More about Michael Burry here:

http://en.wikipedia.org/wiki/Michael_Burry

Wednesday, December 12, 2012

People change

In case you don't believe it, here's a link for you:

http://en.wikipedia.org/wiki/Alan_K._Simpson

Scroll down to the part "Run-ins with the law" and take a look. By the way, Sen Simpson, although now officially retired, is doing important and laudable work on getting people on board on reducing the skyrocketing US national debt and budget deficit. Here's more on that in case you're interested (and if you're an American, you should be):

http://www.npr.org/blogs/thetwo-way/2012/12/06/166634673/alan-simpson-goes-gangnam-style

Wednesday, November 7, 2012

What now for Romney?

I can't help feeling that Obama could do worse than hire him as an "economy czar" and delegate all things fiscal-related (fixing the fiscal cliff, balancing the budget, reducing unemployment) to him. Kind of like the way he was gracious to Hillary after 2008 and appointed her as Secretary of State.

On many other matters, especially foreign and social policy, it always seemed to me that Obama had the more reasonable view, even though the more extreme views which Romney espoused in the campaign might have been forced upon and not a true reflection of how he would govern.

Just my opinion... and one which is admittedly unlikely to be implemented anytime soon.

Wednesday, September 26, 2012

Bureau of Trade - cool concept but will it work?

I saw this in Techcrunch today about a new ecommerce company by the name of Bureau of Trade (awesome name IMHO).

I wonder about the long term potential of this... they seem to be getting some decent traction according to the stats in the article but do enough men to support this at scale really shop this way?

In my view, men and women do shop very differently. Women tend to browse shopping sites for enjoyment, with only a vague idea of what to buy, making "shopping discovery" sites which look more like online magazines work well if they cater to their interests. Fab.com is the uber-example online in this area - it has experienced most success with the 24-35 year old college-educated female demographic.
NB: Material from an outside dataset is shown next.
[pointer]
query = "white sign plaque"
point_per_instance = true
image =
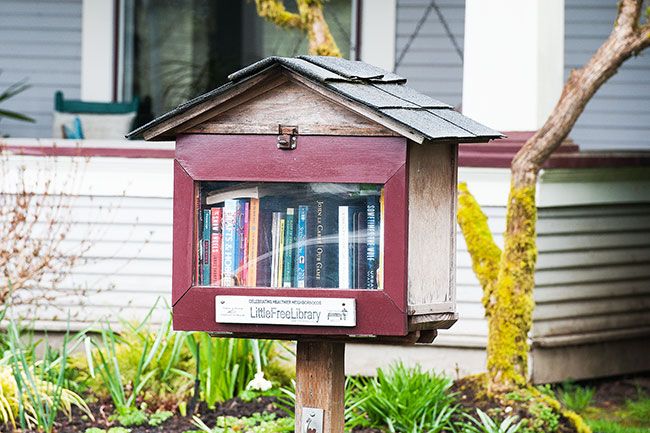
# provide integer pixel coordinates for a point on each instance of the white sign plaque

Even offline, there are tons and tons of women's magazines whose modus operandi is to provide women with shopping ideas.

I think men on the other hand tend to be much more search-driven - they identify something first, then Google or Amazon it to proceed with nailing down alternatives.The idea of men browsing items they weren't specifically planning to buy for enjoyment and then actually making the leap to taking out their credit cards doesn't quite strike me as being close to reality. Check out any random dating site for anectodal proof if you're not convinced. Most men don't list "shopping" as being one their hobbies... women are of course a different story.

Which is not to say all men behave this way, of course. But the million-dollar question for Bureau of Trade (maybe $100m-question in view of the VC funding they're taking in - goals tend to be a bit loftier when that happens) is whether there are enough exceptions to the above behavior to support a website like theirs. I wish them every success but can see it being a bit of an uphill struggle.